The couple went door to door, explaining to the neighbors.

 

“I had everything from ‘Welcome to the other team’ to ‘What are you going to do, parade around in front of my house in a dress?,’” Denise remembered.

 

Is Abortion Still “The Third Rail” In Politics?: Two years ago, 56 percent of SD voters defeated a ballot measure to ban abortion, largely because it did not include exceptions for rape, incest, or the life and health of the mother. A retooled measure that includes these exceptions, will be on the ballot again this November. A Planned Parenthood spokesperson complains to The New York Times that rape and incest would have to be reported to the police, and doctors would have to document that a woman’s life or health is imperiled unless she aborts her baby.
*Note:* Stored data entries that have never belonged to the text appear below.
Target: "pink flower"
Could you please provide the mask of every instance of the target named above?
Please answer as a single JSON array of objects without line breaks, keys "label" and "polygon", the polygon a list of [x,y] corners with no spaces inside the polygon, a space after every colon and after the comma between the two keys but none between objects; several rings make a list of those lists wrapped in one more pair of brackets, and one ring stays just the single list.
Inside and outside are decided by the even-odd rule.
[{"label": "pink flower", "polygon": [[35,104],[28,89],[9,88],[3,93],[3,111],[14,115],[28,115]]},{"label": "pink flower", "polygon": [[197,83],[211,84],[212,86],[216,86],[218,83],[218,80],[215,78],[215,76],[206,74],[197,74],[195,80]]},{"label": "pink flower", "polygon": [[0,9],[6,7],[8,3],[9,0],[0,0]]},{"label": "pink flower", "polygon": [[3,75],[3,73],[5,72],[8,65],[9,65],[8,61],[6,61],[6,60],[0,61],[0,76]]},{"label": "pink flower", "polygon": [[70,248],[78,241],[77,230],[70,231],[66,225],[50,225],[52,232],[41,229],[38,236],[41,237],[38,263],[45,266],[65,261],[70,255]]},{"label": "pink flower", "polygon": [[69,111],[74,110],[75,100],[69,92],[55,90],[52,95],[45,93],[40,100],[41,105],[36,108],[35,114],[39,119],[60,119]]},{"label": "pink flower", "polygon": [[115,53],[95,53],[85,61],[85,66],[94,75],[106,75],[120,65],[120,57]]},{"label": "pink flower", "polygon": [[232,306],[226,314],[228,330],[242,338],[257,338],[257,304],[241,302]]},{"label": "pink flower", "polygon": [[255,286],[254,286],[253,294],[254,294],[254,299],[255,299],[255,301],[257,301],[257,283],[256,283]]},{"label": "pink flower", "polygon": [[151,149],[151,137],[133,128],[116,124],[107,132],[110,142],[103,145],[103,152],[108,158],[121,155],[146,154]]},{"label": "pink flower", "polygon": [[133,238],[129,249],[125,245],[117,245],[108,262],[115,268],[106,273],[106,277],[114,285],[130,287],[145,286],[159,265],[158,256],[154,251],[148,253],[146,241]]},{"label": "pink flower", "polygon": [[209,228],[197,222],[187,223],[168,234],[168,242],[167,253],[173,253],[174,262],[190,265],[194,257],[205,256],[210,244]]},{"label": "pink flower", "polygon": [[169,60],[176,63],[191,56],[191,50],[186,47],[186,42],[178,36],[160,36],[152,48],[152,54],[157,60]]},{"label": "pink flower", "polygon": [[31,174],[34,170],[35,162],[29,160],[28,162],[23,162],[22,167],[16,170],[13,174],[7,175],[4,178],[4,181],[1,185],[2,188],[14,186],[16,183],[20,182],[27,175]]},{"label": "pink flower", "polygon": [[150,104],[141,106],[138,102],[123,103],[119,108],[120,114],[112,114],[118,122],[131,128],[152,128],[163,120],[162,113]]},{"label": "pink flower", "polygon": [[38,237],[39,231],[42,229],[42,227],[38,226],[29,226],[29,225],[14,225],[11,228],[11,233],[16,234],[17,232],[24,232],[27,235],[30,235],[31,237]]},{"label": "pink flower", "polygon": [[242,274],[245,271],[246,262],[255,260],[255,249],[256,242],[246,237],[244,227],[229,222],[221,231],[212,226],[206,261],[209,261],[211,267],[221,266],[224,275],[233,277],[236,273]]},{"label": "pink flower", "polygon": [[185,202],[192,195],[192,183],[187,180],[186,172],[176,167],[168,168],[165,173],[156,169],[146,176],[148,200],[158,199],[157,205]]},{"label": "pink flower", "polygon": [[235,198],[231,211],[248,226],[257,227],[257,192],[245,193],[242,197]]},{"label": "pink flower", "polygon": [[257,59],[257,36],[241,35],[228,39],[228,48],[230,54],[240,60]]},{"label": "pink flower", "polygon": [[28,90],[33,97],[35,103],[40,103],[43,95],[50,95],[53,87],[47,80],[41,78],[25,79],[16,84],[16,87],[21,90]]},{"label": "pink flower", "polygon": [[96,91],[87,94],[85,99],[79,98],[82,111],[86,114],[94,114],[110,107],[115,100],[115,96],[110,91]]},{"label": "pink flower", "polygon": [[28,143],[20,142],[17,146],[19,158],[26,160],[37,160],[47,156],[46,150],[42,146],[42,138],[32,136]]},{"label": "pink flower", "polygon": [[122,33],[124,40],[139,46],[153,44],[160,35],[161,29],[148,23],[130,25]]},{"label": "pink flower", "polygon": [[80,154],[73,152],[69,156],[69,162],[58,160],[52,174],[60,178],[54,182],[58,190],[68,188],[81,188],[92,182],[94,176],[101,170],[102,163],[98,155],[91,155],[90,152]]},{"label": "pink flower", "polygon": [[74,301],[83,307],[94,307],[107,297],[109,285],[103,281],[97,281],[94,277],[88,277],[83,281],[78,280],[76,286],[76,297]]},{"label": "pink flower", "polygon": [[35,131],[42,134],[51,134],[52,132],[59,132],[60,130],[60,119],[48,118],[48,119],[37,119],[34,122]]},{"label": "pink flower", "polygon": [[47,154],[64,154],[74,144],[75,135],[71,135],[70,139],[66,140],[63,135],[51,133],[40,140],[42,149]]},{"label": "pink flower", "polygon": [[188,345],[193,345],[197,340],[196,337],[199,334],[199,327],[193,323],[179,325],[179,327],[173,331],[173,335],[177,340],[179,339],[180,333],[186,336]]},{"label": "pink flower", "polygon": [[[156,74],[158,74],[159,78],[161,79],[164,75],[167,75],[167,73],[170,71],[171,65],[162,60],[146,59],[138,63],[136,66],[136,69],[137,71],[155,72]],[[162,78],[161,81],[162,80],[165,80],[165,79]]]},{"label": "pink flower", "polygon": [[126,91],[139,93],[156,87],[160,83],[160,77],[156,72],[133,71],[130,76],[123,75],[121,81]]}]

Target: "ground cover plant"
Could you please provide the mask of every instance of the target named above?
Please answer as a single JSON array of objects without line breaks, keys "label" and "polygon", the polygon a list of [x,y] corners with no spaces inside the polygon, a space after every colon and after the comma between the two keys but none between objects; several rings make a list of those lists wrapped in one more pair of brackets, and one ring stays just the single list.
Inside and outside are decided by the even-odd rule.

But pro-life activists counter that the exceptions undermine the effectiveness of the law to significantly reduce the number of abortions in the state.


 

Fed Up With Farmers: Costco is rationing rice, consumers are stretching food dollars by any means necessary and there are riots in Third World countries over food shortages. Meanwhile, U.S. farmers are laughing all the way to the bank and Congress is fixing to pass a five-year $300 billion farm subsidy bill that includes some $5.2 billion a year in direct payments that “will be disbursed even as net farm income is projected to hit a historic high in 2008,” reports The New York Times. The farm bill “will do little to address many of the most pressing concerns … Congress seems oblivious.” Specifically:

 

It will not change biofuel mandates that are directing more corn to ethanol and contributing to a global rise in food prices. It will do little to ease worldwide food shortages. And at a time of high volatility in the futures markets, it will not require tougher regulation.

Critics are calling on Congress to replace direct payments with a revenue assurance program “that would help farmers in times of need, but save money in boom years when crop yields are strong and prices high.”